痛みを知った今の私たちだからこそできる、身近な人への寄り添い方を3つ提案しますね。

ステップ1:「大丈夫?」の前に「観察」してみるのは、いかがでしょう?


両親や身近な年配の方と会うとき、まずはじっくり観察してみてください。
「立ち上がるときに何かに捕まっているかな?」
「小さな文字を読むとき、眉間にシワが寄っていないかな?」
言葉に出さない「不便のサイン」を見つけること。それが、本当の気遣いの第一歩です。

ステップ2:「何か手伝おうか?」より「これ、やっておくね」と言ってみるのは、いかがでしょう?

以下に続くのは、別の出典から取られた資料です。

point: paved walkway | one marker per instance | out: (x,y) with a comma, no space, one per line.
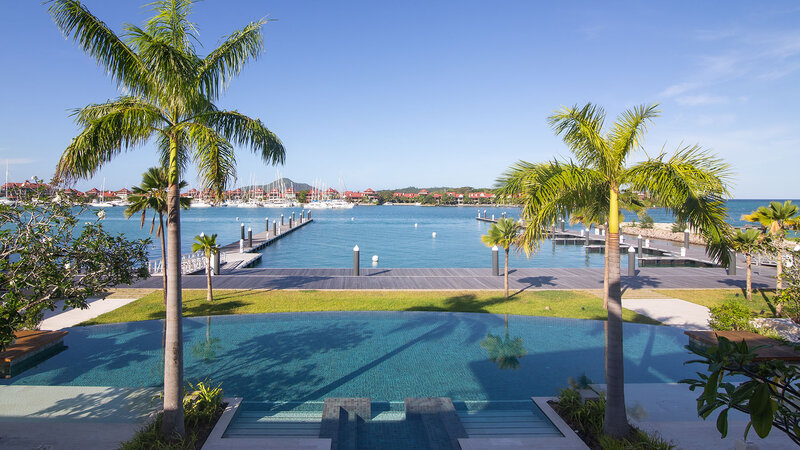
(465,279)
(671,311)
(58,319)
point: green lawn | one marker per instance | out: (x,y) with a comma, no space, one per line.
(573,304)
(763,300)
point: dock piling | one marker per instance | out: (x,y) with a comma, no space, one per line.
(356,261)
(631,261)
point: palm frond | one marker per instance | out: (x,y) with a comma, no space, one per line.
(228,60)
(101,43)
(242,130)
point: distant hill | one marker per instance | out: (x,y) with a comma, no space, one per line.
(277,183)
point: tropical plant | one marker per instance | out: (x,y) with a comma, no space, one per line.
(691,184)
(748,242)
(152,195)
(170,94)
(776,218)
(770,396)
(207,245)
(504,234)
(47,254)
(504,351)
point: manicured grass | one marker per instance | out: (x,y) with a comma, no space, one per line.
(573,304)
(763,300)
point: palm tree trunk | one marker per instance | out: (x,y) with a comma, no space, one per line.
(605,272)
(172,424)
(163,255)
(749,287)
(616,420)
(209,295)
(506,274)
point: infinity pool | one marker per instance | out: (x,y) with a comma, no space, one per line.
(386,356)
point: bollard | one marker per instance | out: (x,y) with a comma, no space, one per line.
(631,261)
(639,244)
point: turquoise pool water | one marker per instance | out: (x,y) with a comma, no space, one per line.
(386,356)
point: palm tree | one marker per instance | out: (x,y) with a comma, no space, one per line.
(170,93)
(152,195)
(776,218)
(503,234)
(208,245)
(747,242)
(691,184)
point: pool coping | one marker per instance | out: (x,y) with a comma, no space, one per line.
(569,439)
(215,441)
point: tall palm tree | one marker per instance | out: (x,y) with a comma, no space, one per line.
(747,242)
(170,94)
(503,233)
(152,195)
(208,245)
(776,218)
(691,184)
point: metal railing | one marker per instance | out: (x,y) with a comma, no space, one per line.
(190,263)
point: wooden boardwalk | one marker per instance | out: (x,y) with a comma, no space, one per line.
(466,279)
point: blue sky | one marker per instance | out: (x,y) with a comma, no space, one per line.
(392,94)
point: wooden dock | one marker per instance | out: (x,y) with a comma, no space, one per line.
(236,259)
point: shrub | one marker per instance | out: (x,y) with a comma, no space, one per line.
(730,316)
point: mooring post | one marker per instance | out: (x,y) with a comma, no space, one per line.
(631,261)
(639,244)
(495,261)
(356,262)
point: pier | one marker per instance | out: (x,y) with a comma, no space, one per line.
(235,258)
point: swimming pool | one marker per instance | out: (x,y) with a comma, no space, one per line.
(386,356)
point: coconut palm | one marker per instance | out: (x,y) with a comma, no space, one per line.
(690,183)
(152,195)
(169,98)
(503,233)
(208,245)
(776,218)
(748,242)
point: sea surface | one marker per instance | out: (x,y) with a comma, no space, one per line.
(400,235)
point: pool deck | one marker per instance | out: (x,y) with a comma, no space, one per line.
(468,279)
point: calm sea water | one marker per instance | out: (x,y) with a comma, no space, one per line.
(386,231)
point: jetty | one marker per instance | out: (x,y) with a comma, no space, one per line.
(245,253)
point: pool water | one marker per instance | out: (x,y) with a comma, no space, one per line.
(386,356)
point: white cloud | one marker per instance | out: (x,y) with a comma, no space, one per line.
(702,99)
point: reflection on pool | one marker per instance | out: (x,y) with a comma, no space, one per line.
(386,356)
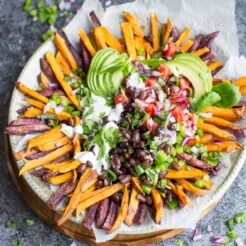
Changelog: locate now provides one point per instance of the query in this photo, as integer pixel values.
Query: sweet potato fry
(215, 65)
(190, 187)
(126, 29)
(43, 82)
(158, 204)
(31, 92)
(227, 113)
(75, 197)
(86, 42)
(167, 31)
(60, 179)
(187, 45)
(60, 76)
(242, 90)
(53, 134)
(122, 211)
(215, 131)
(137, 185)
(154, 31)
(183, 36)
(206, 138)
(46, 159)
(221, 122)
(185, 174)
(63, 64)
(31, 112)
(61, 45)
(201, 51)
(34, 103)
(240, 82)
(98, 197)
(133, 207)
(225, 146)
(134, 23)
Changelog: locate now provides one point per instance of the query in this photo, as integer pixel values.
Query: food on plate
(129, 125)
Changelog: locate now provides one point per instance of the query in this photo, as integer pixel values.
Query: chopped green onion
(30, 222)
(146, 189)
(138, 169)
(45, 116)
(199, 183)
(111, 175)
(173, 204)
(240, 218)
(27, 5)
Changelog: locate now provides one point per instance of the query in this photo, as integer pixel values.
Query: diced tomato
(177, 112)
(150, 81)
(150, 125)
(121, 99)
(151, 109)
(184, 84)
(165, 71)
(171, 49)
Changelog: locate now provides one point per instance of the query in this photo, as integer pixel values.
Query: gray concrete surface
(19, 38)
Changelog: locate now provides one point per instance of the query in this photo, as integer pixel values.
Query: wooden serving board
(73, 229)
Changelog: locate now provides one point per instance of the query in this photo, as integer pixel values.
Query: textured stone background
(19, 38)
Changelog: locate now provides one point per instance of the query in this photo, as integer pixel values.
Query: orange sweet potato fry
(32, 93)
(126, 29)
(61, 45)
(60, 179)
(185, 174)
(134, 23)
(46, 159)
(87, 42)
(221, 122)
(158, 204)
(122, 211)
(167, 31)
(183, 36)
(154, 31)
(215, 131)
(60, 77)
(133, 207)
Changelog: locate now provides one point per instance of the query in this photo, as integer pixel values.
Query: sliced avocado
(105, 73)
(194, 69)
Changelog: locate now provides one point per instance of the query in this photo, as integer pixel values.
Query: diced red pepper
(151, 109)
(150, 124)
(171, 49)
(121, 99)
(150, 82)
(165, 71)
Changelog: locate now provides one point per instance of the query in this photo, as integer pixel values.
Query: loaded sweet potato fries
(131, 124)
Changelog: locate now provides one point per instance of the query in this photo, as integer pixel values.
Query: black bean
(135, 136)
(162, 174)
(175, 166)
(132, 161)
(89, 163)
(141, 198)
(71, 121)
(149, 200)
(142, 95)
(125, 178)
(167, 149)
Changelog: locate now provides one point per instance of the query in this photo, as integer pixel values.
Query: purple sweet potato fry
(95, 21)
(23, 130)
(90, 216)
(102, 212)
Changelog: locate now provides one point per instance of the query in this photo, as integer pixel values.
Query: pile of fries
(50, 154)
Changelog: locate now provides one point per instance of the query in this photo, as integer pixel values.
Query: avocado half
(195, 70)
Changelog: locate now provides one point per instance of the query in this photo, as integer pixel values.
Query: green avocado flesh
(106, 72)
(193, 68)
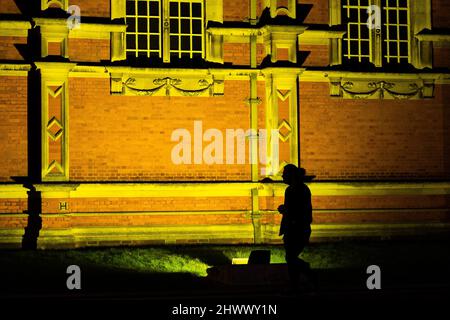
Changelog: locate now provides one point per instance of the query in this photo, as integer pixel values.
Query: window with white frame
(165, 28)
(388, 44)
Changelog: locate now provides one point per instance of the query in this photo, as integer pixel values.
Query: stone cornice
(326, 75)
(15, 28)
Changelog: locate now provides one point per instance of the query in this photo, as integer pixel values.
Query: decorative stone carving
(366, 89)
(168, 86)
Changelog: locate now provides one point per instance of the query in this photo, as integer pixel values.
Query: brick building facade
(89, 111)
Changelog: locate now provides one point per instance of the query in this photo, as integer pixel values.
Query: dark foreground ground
(159, 282)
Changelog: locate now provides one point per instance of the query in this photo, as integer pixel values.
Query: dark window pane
(404, 49)
(393, 49)
(142, 42)
(353, 17)
(142, 25)
(403, 17)
(185, 9)
(174, 9)
(154, 42)
(392, 16)
(364, 15)
(185, 26)
(354, 47)
(197, 26)
(174, 43)
(174, 26)
(392, 3)
(154, 25)
(131, 8)
(185, 43)
(365, 48)
(197, 43)
(196, 10)
(353, 32)
(131, 41)
(404, 33)
(131, 25)
(403, 3)
(154, 8)
(364, 32)
(393, 32)
(142, 8)
(344, 47)
(142, 54)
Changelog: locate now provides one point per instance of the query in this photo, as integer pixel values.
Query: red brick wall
(90, 8)
(236, 10)
(239, 53)
(129, 138)
(367, 139)
(8, 50)
(8, 7)
(89, 50)
(13, 205)
(13, 127)
(440, 10)
(319, 12)
(318, 55)
(441, 54)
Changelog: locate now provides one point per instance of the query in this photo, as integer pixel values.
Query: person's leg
(293, 249)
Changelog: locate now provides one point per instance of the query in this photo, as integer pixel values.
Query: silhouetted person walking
(296, 222)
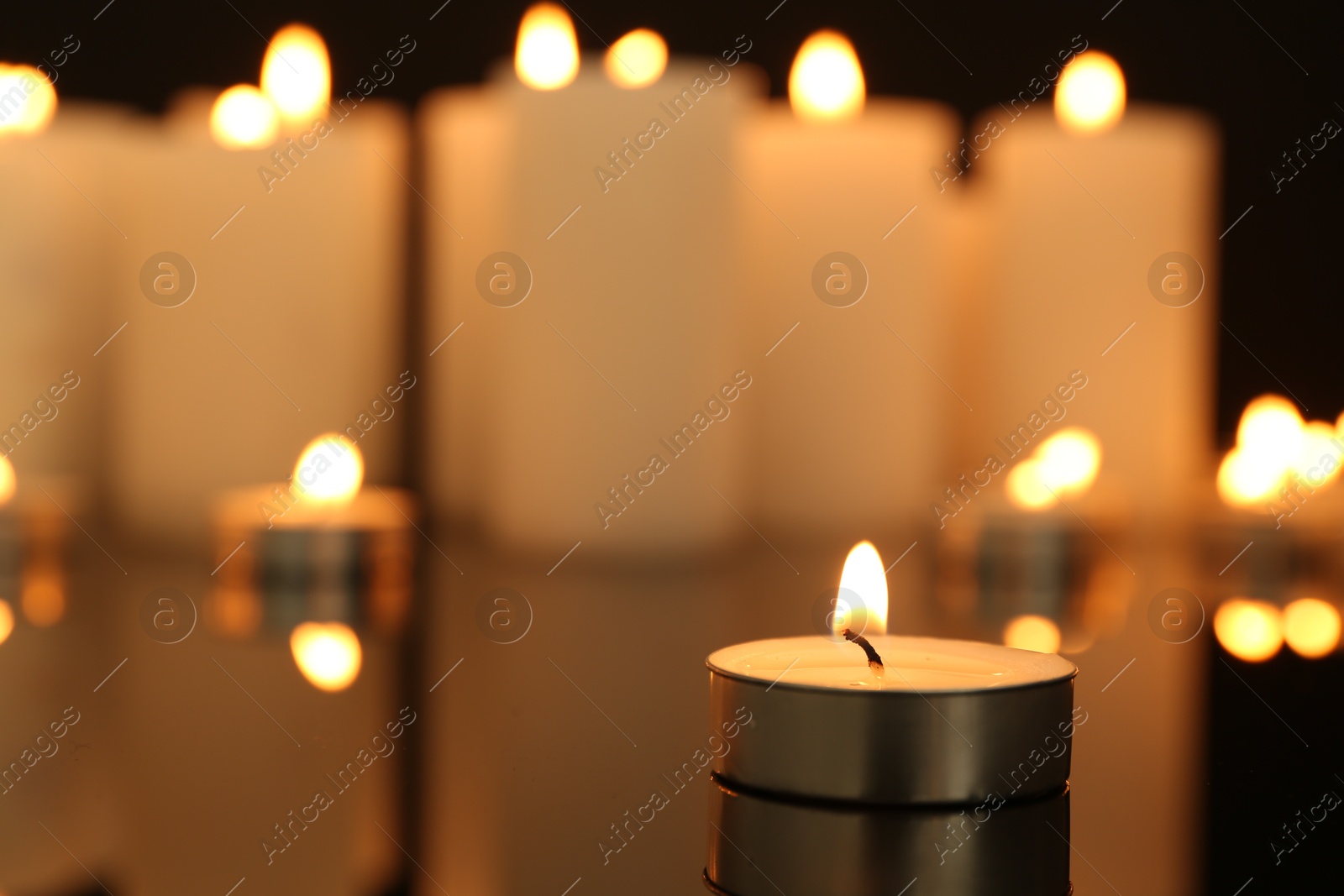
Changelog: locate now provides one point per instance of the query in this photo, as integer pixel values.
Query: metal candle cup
(823, 848)
(941, 726)
(947, 762)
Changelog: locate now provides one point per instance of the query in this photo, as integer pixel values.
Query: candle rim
(1068, 671)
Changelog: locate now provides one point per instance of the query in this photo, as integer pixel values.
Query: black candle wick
(874, 660)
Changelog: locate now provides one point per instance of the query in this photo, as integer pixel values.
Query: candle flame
(1090, 96)
(826, 82)
(1319, 457)
(1310, 627)
(864, 577)
(1032, 633)
(329, 469)
(244, 118)
(1065, 464)
(1250, 631)
(7, 479)
(1270, 439)
(548, 55)
(44, 597)
(327, 653)
(638, 60)
(27, 100)
(296, 74)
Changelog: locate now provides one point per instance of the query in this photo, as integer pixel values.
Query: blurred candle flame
(1250, 631)
(1032, 633)
(27, 100)
(244, 118)
(826, 82)
(327, 653)
(864, 577)
(1090, 96)
(1272, 443)
(7, 479)
(548, 54)
(44, 597)
(1065, 464)
(1310, 627)
(638, 60)
(296, 74)
(329, 469)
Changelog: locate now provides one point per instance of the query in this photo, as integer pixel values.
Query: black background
(1267, 90)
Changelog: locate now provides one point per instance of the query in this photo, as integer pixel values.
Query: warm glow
(1090, 97)
(864, 575)
(327, 653)
(548, 55)
(1319, 457)
(329, 469)
(1270, 441)
(296, 74)
(638, 60)
(1027, 486)
(27, 100)
(1032, 633)
(244, 118)
(7, 479)
(1272, 426)
(1065, 464)
(827, 81)
(1250, 631)
(1310, 627)
(1070, 459)
(44, 598)
(1245, 479)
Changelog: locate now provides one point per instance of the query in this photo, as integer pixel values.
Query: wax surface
(911, 664)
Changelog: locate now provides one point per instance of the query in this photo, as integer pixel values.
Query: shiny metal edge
(759, 846)
(893, 747)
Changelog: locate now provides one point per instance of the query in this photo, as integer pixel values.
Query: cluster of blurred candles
(1274, 450)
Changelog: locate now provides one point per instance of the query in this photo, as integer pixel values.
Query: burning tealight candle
(890, 731)
(316, 557)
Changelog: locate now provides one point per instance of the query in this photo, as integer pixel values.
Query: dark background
(1267, 90)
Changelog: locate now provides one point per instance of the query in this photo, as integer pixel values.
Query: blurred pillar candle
(844, 298)
(588, 301)
(54, 244)
(261, 285)
(1099, 305)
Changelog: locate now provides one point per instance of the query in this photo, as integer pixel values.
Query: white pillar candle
(612, 325)
(1097, 304)
(844, 289)
(275, 317)
(54, 242)
(889, 731)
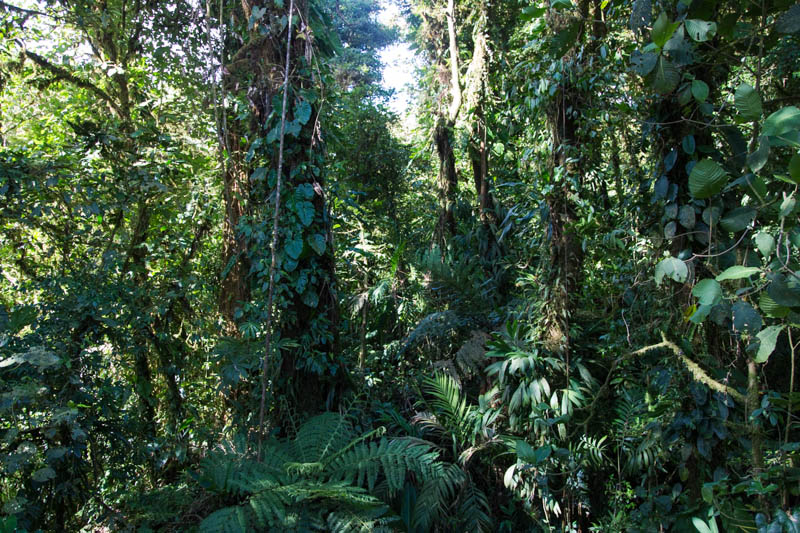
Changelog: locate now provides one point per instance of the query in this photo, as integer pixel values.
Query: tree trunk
(235, 282)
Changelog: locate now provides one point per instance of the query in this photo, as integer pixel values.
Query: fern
(327, 478)
(227, 520)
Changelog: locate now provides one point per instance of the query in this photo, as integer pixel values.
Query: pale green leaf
(708, 292)
(673, 268)
(748, 102)
(769, 338)
(700, 30)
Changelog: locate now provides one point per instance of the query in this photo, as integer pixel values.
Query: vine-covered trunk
(448, 183)
(235, 279)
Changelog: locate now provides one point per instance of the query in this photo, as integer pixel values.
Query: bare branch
(65, 75)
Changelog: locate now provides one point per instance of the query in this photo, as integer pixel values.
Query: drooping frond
(393, 459)
(322, 436)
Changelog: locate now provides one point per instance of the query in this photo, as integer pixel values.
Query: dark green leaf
(672, 268)
(769, 338)
(699, 90)
(770, 308)
(665, 76)
(765, 243)
(700, 30)
(663, 30)
(794, 168)
(789, 22)
(641, 14)
(737, 272)
(687, 217)
(643, 64)
(305, 211)
(689, 144)
(747, 102)
(745, 318)
(302, 112)
(707, 179)
(317, 243)
(294, 247)
(784, 291)
(708, 292)
(758, 159)
(783, 121)
(737, 219)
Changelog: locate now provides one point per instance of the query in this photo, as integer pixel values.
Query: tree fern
(327, 478)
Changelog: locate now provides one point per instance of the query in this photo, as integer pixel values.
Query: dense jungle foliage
(561, 292)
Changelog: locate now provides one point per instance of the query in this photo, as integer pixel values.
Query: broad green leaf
(689, 144)
(294, 248)
(670, 230)
(765, 243)
(769, 338)
(707, 179)
(700, 525)
(745, 318)
(737, 272)
(748, 102)
(258, 174)
(673, 268)
(737, 219)
(770, 308)
(560, 4)
(787, 206)
(317, 243)
(305, 212)
(711, 215)
(784, 291)
(754, 186)
(310, 298)
(758, 159)
(643, 64)
(687, 217)
(794, 169)
(663, 30)
(789, 22)
(700, 30)
(665, 76)
(701, 313)
(641, 14)
(700, 90)
(707, 492)
(44, 474)
(531, 12)
(708, 292)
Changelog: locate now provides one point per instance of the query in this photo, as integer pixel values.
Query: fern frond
(434, 496)
(363, 463)
(474, 512)
(227, 520)
(321, 436)
(451, 408)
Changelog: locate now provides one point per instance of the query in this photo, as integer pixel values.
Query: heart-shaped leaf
(708, 292)
(737, 272)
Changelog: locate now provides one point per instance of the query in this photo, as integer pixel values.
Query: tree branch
(697, 373)
(455, 84)
(65, 75)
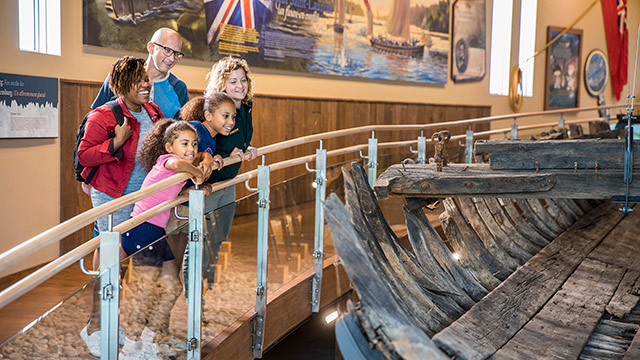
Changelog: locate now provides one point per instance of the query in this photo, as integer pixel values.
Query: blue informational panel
(28, 106)
(405, 40)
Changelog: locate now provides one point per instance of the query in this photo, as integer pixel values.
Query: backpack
(119, 115)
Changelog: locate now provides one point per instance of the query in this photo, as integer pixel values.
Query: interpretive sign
(405, 40)
(28, 106)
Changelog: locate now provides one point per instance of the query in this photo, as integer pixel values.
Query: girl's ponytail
(193, 110)
(153, 144)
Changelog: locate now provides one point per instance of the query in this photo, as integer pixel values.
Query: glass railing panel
(230, 286)
(153, 307)
(54, 334)
(291, 229)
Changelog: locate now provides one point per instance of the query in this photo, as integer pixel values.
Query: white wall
(30, 169)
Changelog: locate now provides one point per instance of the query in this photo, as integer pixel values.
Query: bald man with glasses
(168, 91)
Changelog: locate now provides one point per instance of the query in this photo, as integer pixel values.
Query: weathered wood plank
(633, 352)
(478, 180)
(558, 213)
(443, 255)
(490, 324)
(473, 255)
(555, 154)
(402, 261)
(563, 326)
(509, 240)
(415, 297)
(383, 309)
(417, 233)
(524, 228)
(512, 234)
(626, 296)
(533, 218)
(622, 249)
(544, 215)
(500, 253)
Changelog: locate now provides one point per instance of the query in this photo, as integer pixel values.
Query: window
(39, 26)
(499, 68)
(500, 65)
(527, 43)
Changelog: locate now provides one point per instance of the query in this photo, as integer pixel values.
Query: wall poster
(406, 40)
(562, 76)
(469, 54)
(28, 106)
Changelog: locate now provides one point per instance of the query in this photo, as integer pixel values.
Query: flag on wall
(249, 14)
(614, 13)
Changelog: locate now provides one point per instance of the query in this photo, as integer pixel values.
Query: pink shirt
(158, 173)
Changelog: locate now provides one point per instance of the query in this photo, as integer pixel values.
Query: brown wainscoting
(275, 119)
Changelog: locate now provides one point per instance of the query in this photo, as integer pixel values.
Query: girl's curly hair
(195, 108)
(163, 132)
(219, 74)
(125, 73)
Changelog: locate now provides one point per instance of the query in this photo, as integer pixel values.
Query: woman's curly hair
(125, 73)
(163, 132)
(219, 74)
(195, 108)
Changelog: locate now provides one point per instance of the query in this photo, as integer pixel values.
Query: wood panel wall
(275, 119)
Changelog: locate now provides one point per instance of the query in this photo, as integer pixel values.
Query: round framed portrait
(596, 72)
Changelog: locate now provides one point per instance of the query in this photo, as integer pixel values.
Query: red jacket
(96, 148)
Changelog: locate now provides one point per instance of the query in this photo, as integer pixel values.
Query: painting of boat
(398, 38)
(525, 261)
(415, 49)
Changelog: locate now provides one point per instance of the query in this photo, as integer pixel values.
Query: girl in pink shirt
(169, 148)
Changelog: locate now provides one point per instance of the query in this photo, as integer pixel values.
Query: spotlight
(331, 317)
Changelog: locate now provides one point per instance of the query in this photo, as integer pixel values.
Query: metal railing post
(321, 179)
(514, 130)
(261, 281)
(422, 149)
(194, 288)
(109, 292)
(373, 159)
(468, 147)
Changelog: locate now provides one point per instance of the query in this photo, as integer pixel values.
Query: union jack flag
(249, 14)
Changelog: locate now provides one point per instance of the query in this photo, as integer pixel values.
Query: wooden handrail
(76, 223)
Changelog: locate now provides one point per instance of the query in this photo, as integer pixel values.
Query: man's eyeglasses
(167, 51)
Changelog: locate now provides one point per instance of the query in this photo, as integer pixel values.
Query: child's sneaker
(132, 350)
(150, 351)
(92, 341)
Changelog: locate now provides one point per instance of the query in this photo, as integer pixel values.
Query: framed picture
(562, 71)
(596, 72)
(468, 45)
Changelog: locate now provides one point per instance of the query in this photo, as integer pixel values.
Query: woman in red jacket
(112, 149)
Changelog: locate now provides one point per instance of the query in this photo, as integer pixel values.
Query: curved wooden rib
(507, 227)
(544, 215)
(523, 253)
(524, 228)
(420, 246)
(410, 295)
(442, 254)
(531, 217)
(561, 216)
(376, 295)
(473, 255)
(500, 253)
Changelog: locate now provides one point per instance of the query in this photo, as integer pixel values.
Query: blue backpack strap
(117, 111)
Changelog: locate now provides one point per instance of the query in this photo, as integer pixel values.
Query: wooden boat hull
(513, 277)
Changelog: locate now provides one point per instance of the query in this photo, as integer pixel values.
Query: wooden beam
(556, 154)
(478, 180)
(493, 321)
(287, 308)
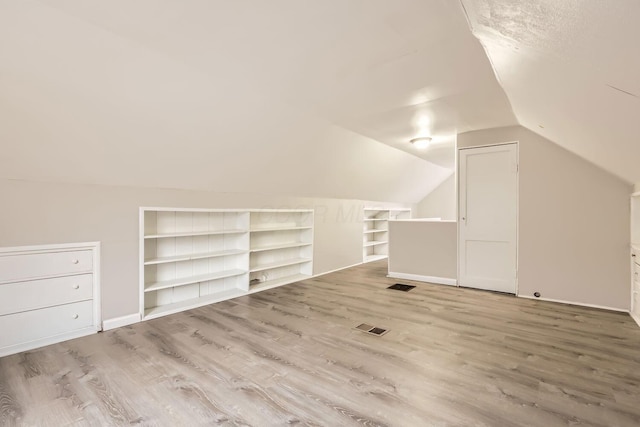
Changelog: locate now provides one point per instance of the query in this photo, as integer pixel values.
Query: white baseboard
(31, 345)
(119, 322)
(602, 307)
(635, 317)
(419, 278)
(336, 270)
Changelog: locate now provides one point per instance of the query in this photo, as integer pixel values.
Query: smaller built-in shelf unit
(635, 257)
(375, 240)
(194, 257)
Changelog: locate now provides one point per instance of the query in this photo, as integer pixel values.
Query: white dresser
(48, 294)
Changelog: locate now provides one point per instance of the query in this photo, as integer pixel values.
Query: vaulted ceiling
(571, 70)
(305, 98)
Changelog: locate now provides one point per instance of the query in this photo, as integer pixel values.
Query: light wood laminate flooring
(292, 356)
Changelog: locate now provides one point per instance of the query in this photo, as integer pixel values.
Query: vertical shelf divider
(194, 257)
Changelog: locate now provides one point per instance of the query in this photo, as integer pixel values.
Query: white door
(488, 200)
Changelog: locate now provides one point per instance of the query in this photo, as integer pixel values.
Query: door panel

遠慮がちな世代の方は、「手伝おうか?」と聞かれると、つい「大丈夫よ」と答えてしまいがちです。
観察して気づいたことがあれば、許可を得る前に「重いから私が持つね」「高いところの電球、今のうちに替えておくね」と、サラッと行動に移してみませんか?
相手に気を使わせない先回りの行動は、きっと心に沁みるはずです。

ステップ3:自分自身の体も、もっと労わってみるのは、いかがでしょう?


誰かに優しくするためには、まず自分自身が元気でなければいけません。
今回の私のように、自分が痛みを抱えていると、心に余裕がなくなり、周りを見る目も曇ってしまいます。
「無理をしない」「早めに休む」。
自分の体を大切にすることは、結果として、大切な誰かを支えるための準備運動になります。痛みを知る人は、きっと誰よりも優しくなれる

背中の痛みはまだ少し残っていますが、この痛みのおかげで、次回の帰省が少し楽しみになりました。
今までよりもっと優しい気持ちで、両親の手を引いてあげられる気がするからです。

もし今、あなたが何かしらの不調を感じているなら、それは「誰かの痛みに寄り添うチャンス」かもしれません。
その経験を、身近な人への小さな愛に変えていきませんか?

まずは今日、大切な人の顔を思い浮かべながら、自分の体もゆっくり温めてあげてくださいね。